A New Global Semi-Kinetic Simulation Model of Coupled Inner Magnetosphere-Ionosphere

We developed a new semi-kinetic simulation model to study global plasma transportation in the coupled inner magnetosphere-ionosphere system. In this model, we adapt geodesic icosahedral grids with nearly square faces on spherical surfaces, which gives rise to quasi-uniform grids system without singularity points at the northern and southern poles. Ions are treated as simulation particles and electrons are treated as a fluid. Equations of motion of up to 10^9 simulation particles are solved subjected to electric field, magnetic field, and gravitational force. Electric field is self-consistently solved from generalized Ohm's law.
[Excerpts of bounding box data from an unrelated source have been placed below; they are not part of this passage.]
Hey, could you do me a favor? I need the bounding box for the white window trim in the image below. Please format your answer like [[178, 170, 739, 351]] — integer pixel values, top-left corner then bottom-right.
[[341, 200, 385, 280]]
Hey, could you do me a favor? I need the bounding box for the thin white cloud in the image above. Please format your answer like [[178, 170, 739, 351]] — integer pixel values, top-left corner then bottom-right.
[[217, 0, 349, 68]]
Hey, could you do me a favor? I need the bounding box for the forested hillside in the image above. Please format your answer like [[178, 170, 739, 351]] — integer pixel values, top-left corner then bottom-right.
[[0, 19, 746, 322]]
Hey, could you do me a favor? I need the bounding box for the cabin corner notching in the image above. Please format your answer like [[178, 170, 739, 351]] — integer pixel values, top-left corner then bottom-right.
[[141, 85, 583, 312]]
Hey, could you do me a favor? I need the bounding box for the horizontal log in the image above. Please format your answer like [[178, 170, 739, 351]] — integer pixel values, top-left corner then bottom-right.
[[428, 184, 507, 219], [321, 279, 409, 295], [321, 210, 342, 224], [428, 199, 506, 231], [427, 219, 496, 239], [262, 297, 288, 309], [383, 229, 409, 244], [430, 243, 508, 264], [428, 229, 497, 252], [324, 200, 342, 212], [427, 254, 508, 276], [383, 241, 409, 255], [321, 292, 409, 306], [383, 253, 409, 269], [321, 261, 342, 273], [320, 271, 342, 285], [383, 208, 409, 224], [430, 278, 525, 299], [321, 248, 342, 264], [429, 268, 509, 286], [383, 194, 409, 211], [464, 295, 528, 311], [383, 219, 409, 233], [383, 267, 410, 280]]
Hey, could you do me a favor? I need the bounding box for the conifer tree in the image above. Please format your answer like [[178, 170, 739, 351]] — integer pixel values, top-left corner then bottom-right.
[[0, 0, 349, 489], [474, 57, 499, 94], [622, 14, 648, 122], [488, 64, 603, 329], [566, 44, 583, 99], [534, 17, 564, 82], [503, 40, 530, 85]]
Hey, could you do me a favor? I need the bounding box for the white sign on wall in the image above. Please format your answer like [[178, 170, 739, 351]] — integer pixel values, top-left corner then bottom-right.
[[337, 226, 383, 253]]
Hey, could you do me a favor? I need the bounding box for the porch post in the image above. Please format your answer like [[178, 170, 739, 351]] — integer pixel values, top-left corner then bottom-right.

Below the lower boundary of the semi-kinetic model, we employ GITM model to provide the bottom boundary conditions; meanwhile, the calculated moments (density, velocity, and temperature) resulted from particle distribution functions are used to provide upper boundary condition for the GITM.. In this presentation, we describe methods used to construct icosahedral grids and cutting-edge techniques of organization grids and simulation particles in memory and fast identification of particle locations in icosahedral mash cells. We also discuss potential application of the model in studying global redistribution of plasma densities in the inner magnetosphere-ionosphere during magnetic activities and the ultimate ionospheric ion outflow.